Where I take issue though is this idea was that the trend would always have us in this position. Because it requires assuming our squad is actually a 17th / 18th placed quality squad. And that’s just not true, in any universe. What has happened to us is something much more profound, something deeper. Having awkward changes of direction and no through line from one manager to the next, or signing young players to replace departed experienced quality, these are all things that might explain a drop to mid table. Not getting relegated.
The only thing that actually explains how bad this has gone is a complete removal of culture, confidence, identity, spirit. Call it what you like, but it is a mental and somewhat intangible thing about team sports that we completely gave up, and we gave it up willingly when there was no need.
It’s not like Frank is so bad tactically or whatever that he was out of his depth in this league, clearly he has done ok with Brentford. But the point is he was such a bad appointment, considering where the squad was mentally last summer, and what they had been left with, that I think it ruined every intangible, cultural, foundational aspect the team.
To go through what the players went through last season was an immense psychological event. It was a ‘thing’. A thing that should have been understood and appreciated for what it was. If you don’t think it was a thing (and the club didn’t) and you just see a team that under performed in the league but pulled a trophy out of the bag in the second tier competition, you probably make the exact moves the club made. But if you understand it was a thing, where because of what the players went through with injuries, and they were asked to keep believing in each other, to keep believing in their idea, to work together to become legends of the club and get their picture’s on the walls of the stadium, to know that even though they kept getting hit with relentless negativity all through the season that they would be winners at the end. And to then have it all happen. If you understand that, and what they went through, you don’t appoint Thomas Frank. Or if you do appoint him, you don’t expect him to say things like ‘we will lose games’ or ‘we’re turning around a tanker. We’re not a real champions league club, we finished 17th last year’.
In every respect, Frank was a terrible custodian of what was left behind by the previous manager. He probably doesn’t even realise he did it, but he systematically destroyed everything that was left behind. These players went through that massive psychological event and were winners, and probably felt amazing. And then they were told they actually weren’t that good. They went from inspiration and bravery to risk aversion. They went from aggression to caution. And they went from a winner to someone that had never won anything or operated at their level.
As I said, if you believe last season was a ‘thing’, then you don’t make the moves the club made. The only thing that explains a relegation is a complete mental breakdown of the team. This wasn’t inevitable. This is not because the players are all so bad. The club chose this direction. Because they didn’t understand what happened last season in my view.
To bring it back to Xavi, and to be fair to the club, I think signing players like him and Gallagher shows they are clearly trying to push the boat out on wages a bit more.
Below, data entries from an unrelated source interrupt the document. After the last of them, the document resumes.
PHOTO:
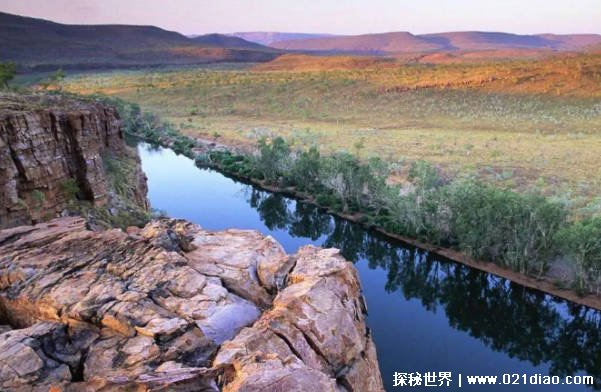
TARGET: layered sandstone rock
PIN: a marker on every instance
(175, 307)
(53, 150)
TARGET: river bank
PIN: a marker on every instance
(544, 284)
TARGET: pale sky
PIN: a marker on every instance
(325, 16)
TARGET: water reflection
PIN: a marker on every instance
(508, 318)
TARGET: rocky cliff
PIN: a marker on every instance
(175, 307)
(57, 152)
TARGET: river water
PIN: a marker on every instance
(426, 314)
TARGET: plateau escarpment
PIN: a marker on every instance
(58, 155)
(175, 307)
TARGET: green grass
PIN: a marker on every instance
(516, 139)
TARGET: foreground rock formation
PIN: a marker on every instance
(54, 151)
(175, 307)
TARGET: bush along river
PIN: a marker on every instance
(426, 313)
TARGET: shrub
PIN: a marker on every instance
(582, 241)
(274, 159)
(500, 225)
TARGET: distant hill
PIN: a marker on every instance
(268, 38)
(476, 40)
(403, 42)
(304, 63)
(372, 44)
(228, 41)
(40, 44)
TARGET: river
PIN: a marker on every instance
(427, 314)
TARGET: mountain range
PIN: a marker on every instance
(269, 37)
(405, 42)
(37, 44)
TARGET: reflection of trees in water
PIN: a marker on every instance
(507, 317)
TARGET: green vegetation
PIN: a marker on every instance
(54, 80)
(504, 168)
(524, 232)
(7, 73)
(582, 241)
(519, 231)
(524, 135)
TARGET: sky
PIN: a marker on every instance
(325, 16)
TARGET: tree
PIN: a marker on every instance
(7, 73)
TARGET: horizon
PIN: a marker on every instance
(358, 17)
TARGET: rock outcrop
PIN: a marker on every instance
(54, 150)
(174, 307)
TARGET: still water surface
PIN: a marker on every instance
(426, 314)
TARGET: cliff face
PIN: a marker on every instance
(175, 307)
(53, 151)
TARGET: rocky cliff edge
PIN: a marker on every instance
(175, 307)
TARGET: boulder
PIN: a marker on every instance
(176, 307)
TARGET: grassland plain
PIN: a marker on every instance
(518, 124)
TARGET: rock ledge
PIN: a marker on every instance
(175, 307)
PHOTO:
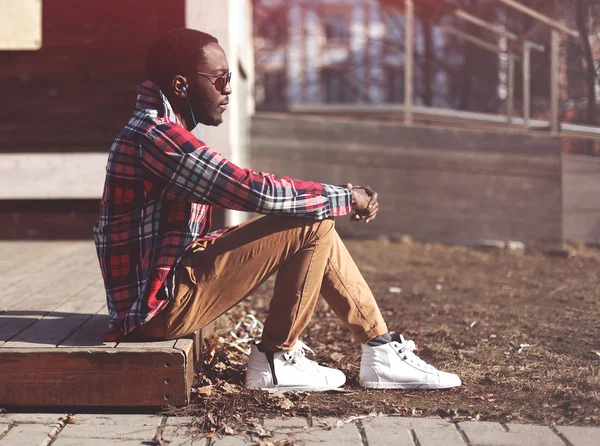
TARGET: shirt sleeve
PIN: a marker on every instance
(182, 167)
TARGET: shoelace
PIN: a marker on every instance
(406, 348)
(299, 354)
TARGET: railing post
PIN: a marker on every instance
(526, 84)
(554, 86)
(409, 62)
(510, 106)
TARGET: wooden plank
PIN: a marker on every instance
(147, 345)
(60, 323)
(192, 343)
(20, 313)
(13, 255)
(43, 290)
(90, 334)
(16, 321)
(93, 377)
(186, 346)
(52, 175)
(36, 258)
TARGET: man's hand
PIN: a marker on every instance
(364, 203)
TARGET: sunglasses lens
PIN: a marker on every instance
(223, 81)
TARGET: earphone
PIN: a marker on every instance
(184, 89)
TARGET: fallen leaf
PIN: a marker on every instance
(337, 357)
(205, 390)
(228, 388)
(277, 395)
(286, 404)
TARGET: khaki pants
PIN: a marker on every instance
(310, 258)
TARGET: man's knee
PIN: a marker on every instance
(324, 228)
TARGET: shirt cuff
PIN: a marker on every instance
(340, 200)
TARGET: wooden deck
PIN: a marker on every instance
(52, 321)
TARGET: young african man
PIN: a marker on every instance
(167, 274)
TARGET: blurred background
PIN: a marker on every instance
(474, 119)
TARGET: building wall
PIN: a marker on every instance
(455, 186)
(581, 178)
(361, 63)
(63, 105)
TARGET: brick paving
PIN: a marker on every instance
(130, 430)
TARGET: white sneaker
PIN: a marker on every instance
(395, 366)
(290, 371)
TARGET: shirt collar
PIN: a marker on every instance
(151, 100)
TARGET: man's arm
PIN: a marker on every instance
(183, 167)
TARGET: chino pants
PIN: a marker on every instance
(308, 255)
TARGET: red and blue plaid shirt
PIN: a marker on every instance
(161, 186)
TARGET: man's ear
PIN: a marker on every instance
(179, 86)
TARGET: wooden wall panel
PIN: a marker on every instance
(455, 186)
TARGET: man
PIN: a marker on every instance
(167, 275)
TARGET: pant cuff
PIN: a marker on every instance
(366, 336)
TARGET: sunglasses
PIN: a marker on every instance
(221, 81)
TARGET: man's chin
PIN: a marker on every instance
(213, 121)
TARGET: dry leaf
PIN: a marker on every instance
(205, 390)
(277, 395)
(286, 404)
(228, 388)
(337, 357)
They were trying to change one aspect of what has previously held us back. And even that should normally prevent us from being relegated, because we’re signing higher quality. But by failing to recognise and understand what happened last season, these signings are ineffective and meaningless because they’re in a team with no culture, identity, belief, confidence, any foundation whatsoever. And that was because the club chose to blow it all up willingly.